We can then plot the performance trajectory using WVPlots::plot_fit_trajectory() plot.

cT <- dplyr::tribble(
  ~measure,                 ~training,             ~validation,
  "minus mean deviance",    "train_mean_deviance", "train_mean_deviance",
  "accuracy",               "train_accuracy",      "test_accuracy",
  "AUC",                    "train_AUC",           "test_AUC"
)
cT %.>%
  knitr::kable(.) %.>%
  kable_styling(., full_width = F) %.>%
  column_spec(., 2:3, background = "yellow")

measure	training	validation
minus mean deviance	train_mean_deviance	train_mean_deviance
accuracy	train_accuracy	test_accuracy
AUC	train_AUC	test_AUC

plot_fit_trajectory(eval,
                    column_description = cT,
                    epoch_name = "train_epoch",
                    needs_flip = "minus mean deviance",
                    pick_metric = "minus mean deviance",
                    title = "xgboost performance trajectories")

## Warning: 'moveValuesToRowsD' is deprecated.
## Use 'rowrecs_to_blocks' instead.
## See help("Deprecated")

Obviously this plot needs some training to interpret, but that is pretty much the case for all visualizations.

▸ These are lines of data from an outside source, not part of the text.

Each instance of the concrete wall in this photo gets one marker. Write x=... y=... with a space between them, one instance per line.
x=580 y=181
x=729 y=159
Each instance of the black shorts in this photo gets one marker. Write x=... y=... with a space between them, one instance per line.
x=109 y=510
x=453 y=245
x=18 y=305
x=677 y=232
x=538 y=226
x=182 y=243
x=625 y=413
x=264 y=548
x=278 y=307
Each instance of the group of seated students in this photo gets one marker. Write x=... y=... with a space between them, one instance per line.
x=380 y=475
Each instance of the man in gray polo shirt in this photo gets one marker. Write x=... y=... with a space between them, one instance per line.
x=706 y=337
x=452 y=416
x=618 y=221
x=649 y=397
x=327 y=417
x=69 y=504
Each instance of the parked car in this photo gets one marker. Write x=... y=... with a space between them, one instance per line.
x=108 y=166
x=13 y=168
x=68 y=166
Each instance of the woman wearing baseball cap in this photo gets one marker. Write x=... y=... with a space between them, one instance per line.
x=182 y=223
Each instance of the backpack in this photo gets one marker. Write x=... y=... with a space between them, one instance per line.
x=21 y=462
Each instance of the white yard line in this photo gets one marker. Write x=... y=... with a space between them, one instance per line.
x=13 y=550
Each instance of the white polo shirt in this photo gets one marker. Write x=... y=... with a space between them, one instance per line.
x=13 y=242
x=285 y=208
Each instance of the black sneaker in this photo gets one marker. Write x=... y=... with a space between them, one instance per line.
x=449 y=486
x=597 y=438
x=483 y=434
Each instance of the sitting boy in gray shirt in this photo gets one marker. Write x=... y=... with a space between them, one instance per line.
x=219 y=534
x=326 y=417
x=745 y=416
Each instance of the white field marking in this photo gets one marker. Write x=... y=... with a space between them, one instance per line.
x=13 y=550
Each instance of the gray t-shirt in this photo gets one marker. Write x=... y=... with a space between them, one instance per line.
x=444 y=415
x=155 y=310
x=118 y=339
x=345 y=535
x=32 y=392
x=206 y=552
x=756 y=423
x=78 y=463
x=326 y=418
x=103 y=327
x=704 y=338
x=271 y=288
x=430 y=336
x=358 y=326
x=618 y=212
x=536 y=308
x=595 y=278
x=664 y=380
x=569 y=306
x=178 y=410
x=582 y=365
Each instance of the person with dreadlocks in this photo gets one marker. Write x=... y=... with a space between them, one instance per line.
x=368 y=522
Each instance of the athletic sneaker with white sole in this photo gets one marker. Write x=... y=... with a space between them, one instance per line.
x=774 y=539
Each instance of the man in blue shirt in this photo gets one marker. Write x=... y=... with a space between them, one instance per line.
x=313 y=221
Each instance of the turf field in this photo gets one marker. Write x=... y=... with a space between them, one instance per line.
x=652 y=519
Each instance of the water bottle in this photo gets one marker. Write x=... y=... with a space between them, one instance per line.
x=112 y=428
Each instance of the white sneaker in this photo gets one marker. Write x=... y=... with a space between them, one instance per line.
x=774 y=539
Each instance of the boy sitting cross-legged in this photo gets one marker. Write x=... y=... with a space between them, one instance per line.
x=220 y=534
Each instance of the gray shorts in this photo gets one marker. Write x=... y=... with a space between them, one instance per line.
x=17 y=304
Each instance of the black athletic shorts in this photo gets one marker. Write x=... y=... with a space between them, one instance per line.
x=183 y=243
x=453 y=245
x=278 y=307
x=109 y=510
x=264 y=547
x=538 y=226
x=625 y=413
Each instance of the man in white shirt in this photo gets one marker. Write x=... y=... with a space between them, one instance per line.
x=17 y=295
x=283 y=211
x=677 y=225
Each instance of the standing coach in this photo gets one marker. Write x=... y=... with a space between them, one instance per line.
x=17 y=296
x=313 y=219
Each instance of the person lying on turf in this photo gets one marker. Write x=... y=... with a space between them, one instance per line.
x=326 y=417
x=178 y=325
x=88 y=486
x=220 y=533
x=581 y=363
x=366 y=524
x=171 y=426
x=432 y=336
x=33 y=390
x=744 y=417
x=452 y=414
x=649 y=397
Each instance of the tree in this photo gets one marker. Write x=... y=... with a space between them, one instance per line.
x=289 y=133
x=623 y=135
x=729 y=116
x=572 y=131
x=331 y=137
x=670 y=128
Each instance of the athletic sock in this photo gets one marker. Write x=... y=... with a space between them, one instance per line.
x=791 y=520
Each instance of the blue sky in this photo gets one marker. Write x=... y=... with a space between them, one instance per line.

The ideas of this plot include:

All facets have the same interpretation: “up is better.” This makes it easier to relate the shapes in one pane to the other.
The only horizontal solid curve rendered is the validation (or hold-out) performance. The validation performance is the primary item of interest, so it gets a unique presentation.
The training performance is represented as the upper boundary of the shaded region and with the pluses and vertical strokes (not visible in this example, as the two are close or reversed here).
A vertical line is added at the best epoch picked by the “minus mean deviance” metric (this can be turned off or changed).
An optional additional training over-fit penalized dashed curve is added. The default is: this is the validation score minus 10% of the excess generalization error (the difference in training and validation performance).